Una estrategia que va más allá de la simple censura
Esta medida surge como parte integral de una estrategia mayor para combatir la violencia contra mujeres y niñas. Pero hay una peculiaridad: el sistema no sería igual para todos. ¿Delincuentes sexuales infantiles? El bloqueo seguiría siendo férreo, irrompible. Y para el resto, solo tras una verificación de edad—probablemente biométrica, documental o con métodos mixtos—se podría acceder o compartir imágenes explícitas.
La iniciativa, en principio, se centraría en los móviles. Pero las fuentes son claras: no descartan su expansión a ordenadores. Así, la frontera entre lo público y lo privado en la experiencia digital de los menores estaría vigilada por algoritmos y protocolos que nunca descansan.
¿Qué hacen ahora Apple y Google para proteger a los menores?
No estamos ante un terreno virgen. Apple y Google han movido ficha previamente, aunque de manera menos radical. En el caso de Apple, existe una seguridad en las comunicaciones que se activa en cuentas de menores. Cuando una foto o vídeo explícito asoma, el sistema difumina la imagen automáticamente y ofrece recursos: apoyo de adultos, orientación y, si el menor lo decide, la opción de ver el contenido. Funciona en dispositivos como iPhone, iPad, Mac, Apple Watch y el novedoso Vision Pro.
Google, por su parte, incluye unas alertas de contenido sensible —especialmente en su app de Mensajes— que se disparan al enviar, recibir o reenviar imágenes de desnudos. Por defecto, estos mecanismos blindan la experiencia digital de chicos y chicas menores de 18, difuminando imágenes y abriendo puertas para bloquear números problemáticos o pedir ayuda.
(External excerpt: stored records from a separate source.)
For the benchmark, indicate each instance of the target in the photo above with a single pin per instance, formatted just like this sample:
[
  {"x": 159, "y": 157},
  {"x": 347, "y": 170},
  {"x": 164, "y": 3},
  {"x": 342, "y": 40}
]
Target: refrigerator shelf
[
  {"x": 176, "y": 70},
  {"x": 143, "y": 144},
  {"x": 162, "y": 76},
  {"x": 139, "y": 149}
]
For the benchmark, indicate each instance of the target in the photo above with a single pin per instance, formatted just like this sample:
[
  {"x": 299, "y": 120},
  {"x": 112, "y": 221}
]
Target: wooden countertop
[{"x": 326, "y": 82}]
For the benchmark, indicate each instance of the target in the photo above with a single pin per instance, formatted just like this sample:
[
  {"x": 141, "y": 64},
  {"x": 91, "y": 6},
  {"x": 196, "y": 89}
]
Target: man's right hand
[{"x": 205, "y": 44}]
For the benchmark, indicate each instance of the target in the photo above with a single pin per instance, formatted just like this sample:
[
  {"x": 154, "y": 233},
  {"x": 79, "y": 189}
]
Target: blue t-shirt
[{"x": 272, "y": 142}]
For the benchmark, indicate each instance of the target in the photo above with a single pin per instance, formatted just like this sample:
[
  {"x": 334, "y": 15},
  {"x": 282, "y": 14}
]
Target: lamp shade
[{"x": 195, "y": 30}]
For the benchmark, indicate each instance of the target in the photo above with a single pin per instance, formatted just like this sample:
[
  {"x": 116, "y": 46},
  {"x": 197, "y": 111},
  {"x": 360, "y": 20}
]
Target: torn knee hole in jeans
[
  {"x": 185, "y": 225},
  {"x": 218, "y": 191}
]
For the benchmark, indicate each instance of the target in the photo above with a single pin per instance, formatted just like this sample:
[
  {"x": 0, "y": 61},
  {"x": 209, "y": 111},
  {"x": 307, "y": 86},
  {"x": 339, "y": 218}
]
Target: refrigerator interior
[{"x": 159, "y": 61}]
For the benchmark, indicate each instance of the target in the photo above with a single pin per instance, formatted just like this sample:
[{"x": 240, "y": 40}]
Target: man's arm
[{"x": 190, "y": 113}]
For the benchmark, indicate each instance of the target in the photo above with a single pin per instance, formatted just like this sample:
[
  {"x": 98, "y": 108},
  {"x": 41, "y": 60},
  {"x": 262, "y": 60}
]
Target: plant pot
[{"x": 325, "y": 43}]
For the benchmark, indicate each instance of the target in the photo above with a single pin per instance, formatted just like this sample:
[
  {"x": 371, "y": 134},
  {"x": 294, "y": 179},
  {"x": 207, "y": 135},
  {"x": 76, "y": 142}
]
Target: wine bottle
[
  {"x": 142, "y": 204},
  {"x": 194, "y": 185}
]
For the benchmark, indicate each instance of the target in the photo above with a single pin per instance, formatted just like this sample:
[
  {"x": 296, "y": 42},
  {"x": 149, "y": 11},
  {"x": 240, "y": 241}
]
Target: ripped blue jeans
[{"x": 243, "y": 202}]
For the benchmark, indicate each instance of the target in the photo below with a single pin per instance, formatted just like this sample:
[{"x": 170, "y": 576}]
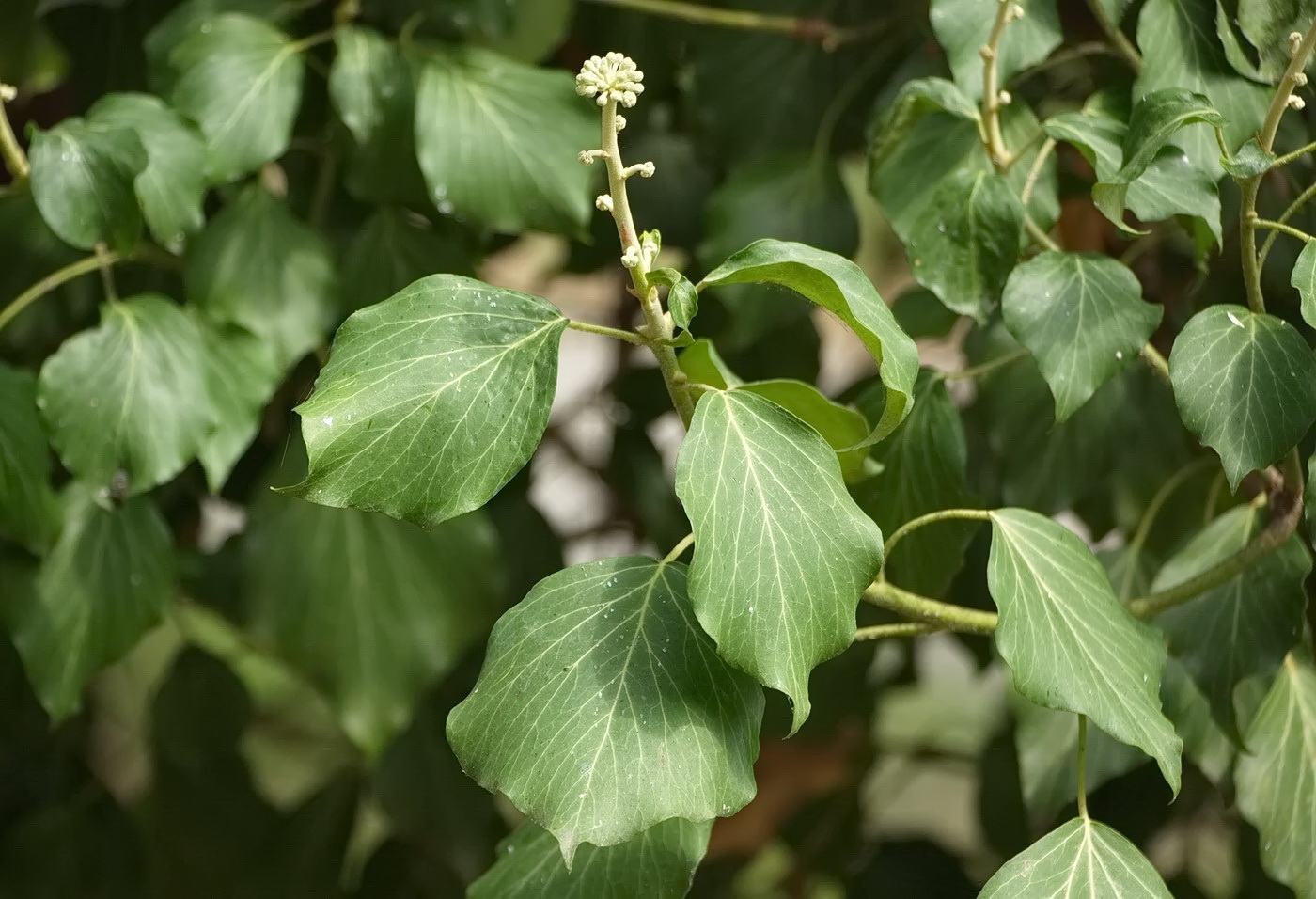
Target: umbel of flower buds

¿Son suficientes estas medidas? El pulso social y tecnológico
Las reacciones no se han hecho esperar. Hay quienes aplauden la iniciativa como un escudo esencial frente a la sobreexposición de los jóvenes al porno y la toxicidad digital. Otros advierten del eterno peligro de la censura, la invasión de la privacidad o la creación de sistemas de vigilancia que, en determinadas manos, pueden volverse armas o jaulas.
¿Qué implica para el futuro de la infancia digital?
Piensa en el zumbido constante de notificaciones, las imágenes que aparecen y desaparecen como relámpagos en la tormenta diaria de un adolescente. ¿Se sentirán más seguros, o más controlados? ¿Estamos ante el principio de una Internet dividida por edades y credenciales, o solo frente a otro parche tecnológico que los menores hiperconectados acabarán esquivando?
No hay respuesta sencilla. Al final, queda la certeza de que la infancia, ahora más que nunca, es una frontera que merece toda nuestra atención. Y una pregunta que resuena entre líneas de código: ¿quién cuida, de verdad, lo que ven, sienten y comparten nuestros hijos cuando nadie está mirando?